7. Bölüm - Hayat Garip

92 22 314
                                    

"Hayat garip
Bi' gün köşeye sinmiş ağlıyo
Bi' gün yaşlı güneşe sinirlenmiş bağırıyo
Bi' gün hayallerini toparlayıp, kapıyı çekip çıkmış
Sonra dönmüş arkaya sümkürerek bağırıyo

Garip bu hayat"

(Gülce Duru/Ozbi)

*****


"Baba mı?!"

Fısıldayışım yüzüme korkumun rüzgarıyla çarptı. Şok olmuş bedenim hareket edemezken bir sonraki perdeyi seyretmeye başladım. Sancaklı Ata'yı koltuğa oturtup "Kardeşim, iyi misin?" diye sordu. O da en az benim kadar şaşırmıştı.

Öldürdüğüm adamın Ata'nın babası olduğunu bilemezdim. Pişmanlığım dört bir yanımı kuşatmıştı. Sessizce olacakları izlemeye devam ettim. "Bu nasıl olur? Onu nasıl öldürebilirler?"

Önce vurup ardından patlatarak.

"Henüz araştırma yapmamışlar. Sadece teşhisi koyabilmişler. İçinde olduğu mekan,-" diyerek bana baktı. Dolu gözlerimi kaçırarak bahçeye baktım. Hayatımda tereddütsüz yaptığım en büyük hatamdı bu. "-patlatılmış."

Ata'nın acıyla haykırmasını bekledim. Belki ağlamaya başlayabilirdi. Belki de sinir krizi geçirip ardından yere yığılırdı. Bekledim. Bunlardan birinin olmasını bekledim. Ama olmadı. Hiçbiri.

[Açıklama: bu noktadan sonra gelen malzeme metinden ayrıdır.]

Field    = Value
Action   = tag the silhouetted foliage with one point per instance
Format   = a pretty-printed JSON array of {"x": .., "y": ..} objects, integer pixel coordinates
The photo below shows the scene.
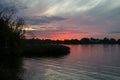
[
  {"x": 74, "y": 41},
  {"x": 11, "y": 32}
]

Verdiği tek tepki kafasını ellerinin arasına alarak "Başaramadım." demek oldu. Anlamadım. Sancaklı'ya dönüp bir ipucu yakalamaya çalıştım. O zaten bana bakıyordu. Benim de ona bakmamla ayağı kalktı ve içeriyi işaret etti. Birlikte mutfağa geçtik. "Neler oluyor?" diye sordum. "Neyden bahsetti?"

"Babası öldüğü için üzgün değil. Babasının sakladığı annesini bulamadığı için üzgün."

Açılan ağzımla "Nasıl yani?" diye sordum. Zihnim karmakarışıktı. Babasının ölümüne üzülmeyecek kadar mı nefret ediyordu ondan? Belki de ölümü çoktan hak etmişti. "Babası Ata on yaşındayken onu akrabalarına bırakıp annesiyle ülkeyi terk etmiş. Zorla götürmüş desek daha doğru olur. Ata o adam yüzünden annesinden ayrı büyüdü. Bir süre sonra ülkeye geri döndüler. Ata annesiyle görüşme fırsatı yakaladı. Ama bu sadece bir kaç gün sürdü. Harun rahat durmadı, onları bir daha ayırdı. O günden beri Ata annesini görmedi. Yerini bulmak için operasyonlar düzenledik ama bulamadık. Yerini Harun'dan başka kimse bilmiyor."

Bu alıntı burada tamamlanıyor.